Comcast has similar performance in all the cities I've lived in as an adult (Los Angeles area, Silicon Valley, Seattle, small towns on the west side of Puget Sound). Certainly not what I expected given all the complaining I see on the net about Comcast and YouTube performance.

> Certainly not what I expected given all the complaining I see on the net about Comcast and YouTube performance

Comcast gives many things about which to complain, but I've never had an issue with Youtube on them. What I've been shocked by in the past is the disparity between youtube on my comcast connection and youtube on people's TimeWarner connection when I've visited, where it has been completely abysmal in the past.
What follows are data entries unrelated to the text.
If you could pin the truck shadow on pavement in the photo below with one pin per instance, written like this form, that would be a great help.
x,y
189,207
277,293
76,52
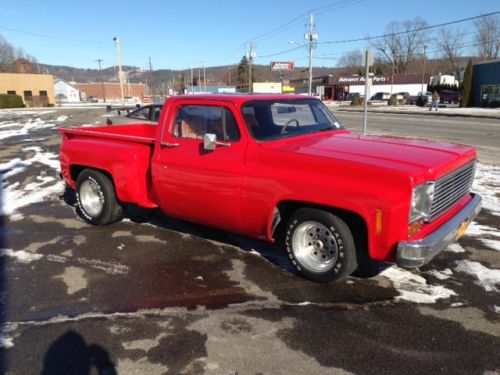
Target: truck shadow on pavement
x,y
70,354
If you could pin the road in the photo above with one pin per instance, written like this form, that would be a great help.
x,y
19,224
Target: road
x,y
161,296
483,133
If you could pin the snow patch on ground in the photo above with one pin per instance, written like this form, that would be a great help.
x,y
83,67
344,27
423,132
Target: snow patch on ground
x,y
15,129
456,248
441,275
16,196
111,268
487,278
414,288
21,256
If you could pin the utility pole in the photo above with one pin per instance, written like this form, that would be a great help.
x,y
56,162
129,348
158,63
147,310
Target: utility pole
x,y
204,77
153,82
368,61
120,71
312,37
192,82
102,80
250,56
423,73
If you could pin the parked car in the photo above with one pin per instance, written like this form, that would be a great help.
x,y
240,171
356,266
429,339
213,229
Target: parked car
x,y
449,96
402,97
381,96
146,114
279,168
491,100
420,99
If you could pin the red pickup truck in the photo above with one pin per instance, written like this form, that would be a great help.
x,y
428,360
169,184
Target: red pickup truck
x,y
279,168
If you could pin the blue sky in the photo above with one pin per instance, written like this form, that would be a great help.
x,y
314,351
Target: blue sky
x,y
184,34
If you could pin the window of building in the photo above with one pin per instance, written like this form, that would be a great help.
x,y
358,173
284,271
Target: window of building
x,y
490,96
28,95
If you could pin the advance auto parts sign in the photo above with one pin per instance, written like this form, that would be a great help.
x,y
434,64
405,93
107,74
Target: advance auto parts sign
x,y
281,65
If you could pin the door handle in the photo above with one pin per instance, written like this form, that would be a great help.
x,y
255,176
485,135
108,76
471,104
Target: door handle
x,y
169,145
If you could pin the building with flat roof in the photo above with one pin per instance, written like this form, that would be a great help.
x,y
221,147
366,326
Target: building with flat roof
x,y
110,90
486,84
66,93
336,87
36,90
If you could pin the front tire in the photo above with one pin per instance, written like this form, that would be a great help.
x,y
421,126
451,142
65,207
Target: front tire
x,y
95,194
320,245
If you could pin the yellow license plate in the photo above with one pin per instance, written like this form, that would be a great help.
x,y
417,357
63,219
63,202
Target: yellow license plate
x,y
461,230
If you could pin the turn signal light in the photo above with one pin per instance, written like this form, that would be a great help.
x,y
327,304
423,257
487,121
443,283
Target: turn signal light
x,y
378,221
415,227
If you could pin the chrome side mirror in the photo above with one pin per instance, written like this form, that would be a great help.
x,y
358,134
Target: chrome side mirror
x,y
209,142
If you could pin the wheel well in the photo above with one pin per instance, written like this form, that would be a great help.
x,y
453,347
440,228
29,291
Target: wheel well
x,y
75,171
355,222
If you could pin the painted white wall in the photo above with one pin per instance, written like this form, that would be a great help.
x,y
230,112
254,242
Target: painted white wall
x,y
413,89
71,94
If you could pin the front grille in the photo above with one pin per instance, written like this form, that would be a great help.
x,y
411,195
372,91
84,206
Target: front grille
x,y
451,188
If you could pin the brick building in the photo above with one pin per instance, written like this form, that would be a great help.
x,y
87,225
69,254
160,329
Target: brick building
x,y
36,90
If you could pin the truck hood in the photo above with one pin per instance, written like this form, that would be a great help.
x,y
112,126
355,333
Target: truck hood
x,y
411,156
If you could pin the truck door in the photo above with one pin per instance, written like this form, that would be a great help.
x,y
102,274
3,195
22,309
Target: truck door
x,y
195,184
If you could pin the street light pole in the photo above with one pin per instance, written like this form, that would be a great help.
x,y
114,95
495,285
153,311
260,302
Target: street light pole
x,y
251,56
311,37
102,80
423,73
120,72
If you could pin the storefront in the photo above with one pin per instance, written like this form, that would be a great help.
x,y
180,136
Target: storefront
x,y
486,84
339,87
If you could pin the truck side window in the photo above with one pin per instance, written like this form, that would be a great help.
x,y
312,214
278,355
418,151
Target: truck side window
x,y
194,121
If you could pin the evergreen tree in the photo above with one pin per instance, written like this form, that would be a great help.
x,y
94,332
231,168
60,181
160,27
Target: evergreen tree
x,y
466,99
243,67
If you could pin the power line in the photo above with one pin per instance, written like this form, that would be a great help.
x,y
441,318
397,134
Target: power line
x,y
52,36
411,31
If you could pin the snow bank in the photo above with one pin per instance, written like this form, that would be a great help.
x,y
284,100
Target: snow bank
x,y
487,278
46,184
414,288
15,129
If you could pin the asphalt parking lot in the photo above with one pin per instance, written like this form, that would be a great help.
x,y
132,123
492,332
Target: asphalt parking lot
x,y
161,296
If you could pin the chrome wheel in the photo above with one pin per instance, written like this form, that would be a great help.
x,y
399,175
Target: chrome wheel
x,y
91,197
315,246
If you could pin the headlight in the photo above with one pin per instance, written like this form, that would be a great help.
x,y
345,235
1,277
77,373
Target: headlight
x,y
421,201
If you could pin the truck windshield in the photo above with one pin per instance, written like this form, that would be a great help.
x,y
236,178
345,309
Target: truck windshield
x,y
275,119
Like, 1990s RealPlayer quality, not only because you have to turn it down to 144p just to play, but also because it still stutters horribly even at that resolution.

I feel like most of the "one weird DNS trick to fix youtube" posts have been about timewarner, though I don't know if my memory is accurate there.
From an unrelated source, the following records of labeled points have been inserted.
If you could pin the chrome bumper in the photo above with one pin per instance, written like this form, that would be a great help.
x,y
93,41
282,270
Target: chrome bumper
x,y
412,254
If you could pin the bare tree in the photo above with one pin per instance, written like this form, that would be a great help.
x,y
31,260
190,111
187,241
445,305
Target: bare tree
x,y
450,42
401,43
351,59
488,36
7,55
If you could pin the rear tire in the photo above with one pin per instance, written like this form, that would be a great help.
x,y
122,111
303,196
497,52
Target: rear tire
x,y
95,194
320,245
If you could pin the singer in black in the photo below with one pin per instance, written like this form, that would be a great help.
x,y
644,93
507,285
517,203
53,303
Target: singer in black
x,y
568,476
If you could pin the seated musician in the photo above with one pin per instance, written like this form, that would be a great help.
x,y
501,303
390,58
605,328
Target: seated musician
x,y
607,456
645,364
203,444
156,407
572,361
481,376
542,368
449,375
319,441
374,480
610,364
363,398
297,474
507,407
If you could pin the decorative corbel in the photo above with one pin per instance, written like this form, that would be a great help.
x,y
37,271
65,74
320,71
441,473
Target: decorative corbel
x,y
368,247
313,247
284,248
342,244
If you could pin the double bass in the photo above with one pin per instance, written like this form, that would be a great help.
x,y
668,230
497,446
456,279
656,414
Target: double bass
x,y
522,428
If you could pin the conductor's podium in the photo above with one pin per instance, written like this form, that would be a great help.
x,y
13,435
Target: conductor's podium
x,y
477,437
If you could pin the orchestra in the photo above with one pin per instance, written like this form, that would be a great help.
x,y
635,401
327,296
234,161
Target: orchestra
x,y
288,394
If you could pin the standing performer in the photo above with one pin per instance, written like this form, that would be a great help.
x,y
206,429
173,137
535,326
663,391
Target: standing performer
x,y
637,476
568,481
Notably TimeWarner looks fine on these graphs (at least in a few places where I've had friends complain about it in the past), so maybe they've fixed things.

Oddly my wife used to see this on her laptop in our apartment in Los Angeles. I would play a video, and it would be fine at HD. I'd ping her the link, and she would attempt to play it and it would be stuttery and crappy. I'm not sure what changed, but eventually it just cleared up. We were on the same connection. Very odd.

Were you using the same dns servers?

I believe so. She probably wouldn't know how to change her DNS settings, and I don't think I would have changed either hers or my own from the default. I do recall turning off my ISP's auto-redirect on bad DNS spam. (It would try to suggest sites they got money from if I entered a website that didn't exist, for example.) But beyond that, I don't think we did anything to change DNS.

Were you using the same browser and Flash Player versions?

It's likely we were using the same browser. I'm not sure about Flash Player versions. Even if we weren't, why should that matter? I doubt we were too far off in the version numbers we used. Does YouTube do some sort of caching of info about what version of Flash you're using?

Google Fiber deployment in Austin hasn't started.

I have had serious issues with Hulu, YouTube, and Netflix with Comcast in the past (about a year ago most recently). After a year with a spotty WISP, I'm on Comcast again, and the performance seems to be better now.